Any details to setup the ACE2005 dataset?

parap1uie-s opened this issue 5 years ago · comments

Hi, I am confused about the setting about ACE2005 dataset.

I got the dataset called ace_2005_td_v7_LDC2006T06, and I'm aware of the issue 2 about dataset setup, and tried the script preprocess.py you write in this link:

#2

I set the parameters:

path_to_ace2005 = "ace_2005_td_v7/"
saving_path = "ace2005/"

However, I don't know how to split into train/val/test set.

The script produces a lot of files with ‘.sgm.coref’ and ‘.sgm.like_conll’ under ace2005/

In addition, the script has been running more than 12hours on a decent server. Right now there are 800 files under ace2005/. Is that normal?

Thanks in advance.

parap1uie-s · Answer 1 · Thu Jan 24 2019 19:58:14 GMT+0800 (China Standard Time)

Update:

The running process of preprocess.py has been done after a few days.

Right now there are 1198 files under ace2005/

Victor SANH · Answer 2 · Thu Jan 24 2019 23:18:34 GMT+0800 (China Standard Time)

Hello,
Sorry for the late answer.

Hmm this sounds like really slow... On my laptop, the whole preprocessing takes ~15mins (I use a standard MacBookPro, nothing fancy). So it's definitely surprising...
Have you measured what operation take time?
One way to speed up the thing is to add a disable=['parser', 'tagger', 'ner'] when calling spacy tokenizer. Note that I haven't tested it, nor optimized the script for time performance since it's a one time shot.

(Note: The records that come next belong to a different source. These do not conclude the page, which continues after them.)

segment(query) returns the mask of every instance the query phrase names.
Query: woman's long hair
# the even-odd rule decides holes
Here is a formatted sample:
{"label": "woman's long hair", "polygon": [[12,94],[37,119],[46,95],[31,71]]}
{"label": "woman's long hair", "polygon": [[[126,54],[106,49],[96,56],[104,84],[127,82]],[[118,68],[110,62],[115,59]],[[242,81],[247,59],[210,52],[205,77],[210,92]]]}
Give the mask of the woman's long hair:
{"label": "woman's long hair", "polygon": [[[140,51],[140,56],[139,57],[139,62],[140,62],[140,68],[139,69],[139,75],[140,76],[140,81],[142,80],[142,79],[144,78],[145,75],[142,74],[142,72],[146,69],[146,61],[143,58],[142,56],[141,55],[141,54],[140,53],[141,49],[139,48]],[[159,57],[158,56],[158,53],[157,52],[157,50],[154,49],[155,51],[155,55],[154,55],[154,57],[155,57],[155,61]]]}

The main splits can be found here (repo from Miwa and Bansal).

That said, the parameters seems good. I like to put saving_path=<some_tmp_folder> since as you noticed, the script produced individual preprocessed files (outputed in the conll format for convenience). The next step is fairly simple: read the splits files and copy them in train/dev/test folders.

mkdir train
for i in `cat split/train`; do cp tmp/$i.sgm.like_conll train; done

For coref training examples, I found it easier to dump everything in the same file:

for i in `cat split/train`; do (cat "tmp/${i}.sgm.coref"; echo) >> single_file_train.gold_conll; done

(The last two snippets are bash commands).

parap1uie-s · Answer 3 · Sun Jan 27 2019 20:13:17 GMT+0800 (China Standard Time)

Hi,

It seems to take too many time with the script.

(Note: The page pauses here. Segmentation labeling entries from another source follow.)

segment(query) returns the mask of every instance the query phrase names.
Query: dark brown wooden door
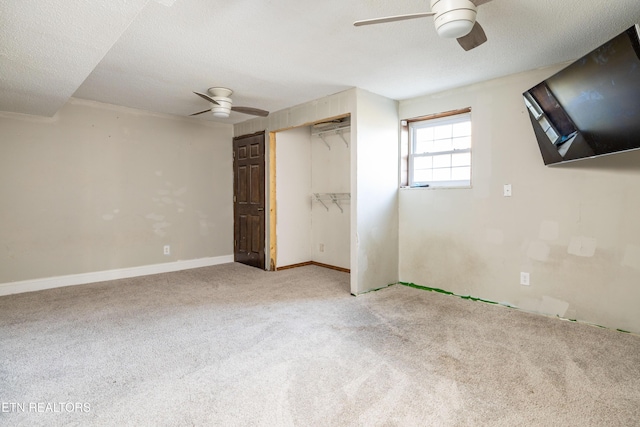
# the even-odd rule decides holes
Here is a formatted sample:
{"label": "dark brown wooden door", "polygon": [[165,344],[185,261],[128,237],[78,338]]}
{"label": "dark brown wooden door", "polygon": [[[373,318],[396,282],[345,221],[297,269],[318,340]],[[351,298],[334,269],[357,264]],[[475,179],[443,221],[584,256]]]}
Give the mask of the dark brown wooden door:
{"label": "dark brown wooden door", "polygon": [[236,262],[265,267],[264,132],[233,138],[233,223]]}

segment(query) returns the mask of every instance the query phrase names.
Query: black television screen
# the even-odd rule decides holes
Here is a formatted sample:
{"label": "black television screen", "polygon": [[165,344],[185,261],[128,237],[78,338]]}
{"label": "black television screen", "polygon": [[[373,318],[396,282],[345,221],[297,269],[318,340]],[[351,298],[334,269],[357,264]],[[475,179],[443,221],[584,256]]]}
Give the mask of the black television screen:
{"label": "black television screen", "polygon": [[545,165],[640,148],[638,25],[526,91]]}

However, I didn't trace the script step by step to measure what take time...

And I noticed about the number of files in splits, which is 511=351+80+80.

I have got 1198 files under ace2005/, with ‘.sgm.coref’ and ‘.sgm.like_conll’.

Any possibility about the different version of the datasets?

In addition, the bash command works perfectly.

Thanks!

daviddongkc · Answer 4 · Fri Dec 25 2020 23:19:05 GMT+0800 (China Standard Time)

Hi,

I am doing research on information extraction and need to use ACE2005 dataset urgently. But unfortunately, the LDC licence for ACE2005 is not available for my university.
May I know if you can by any chances share the dataset for research purpose?

Many thanks,
Regards,
kc

Julien Chaumond · Answer 5 · Sat Dec 26 2020 17:57:17 GMT+0800 (China Standard Time)

@daviddongkc Try asking LDC. We can't really share it ourselves for licensing reasons.

More generally, have you tried looking at the list of publicly available datasets from https://huggingface.co/datasets? Is there anything that would work for your research?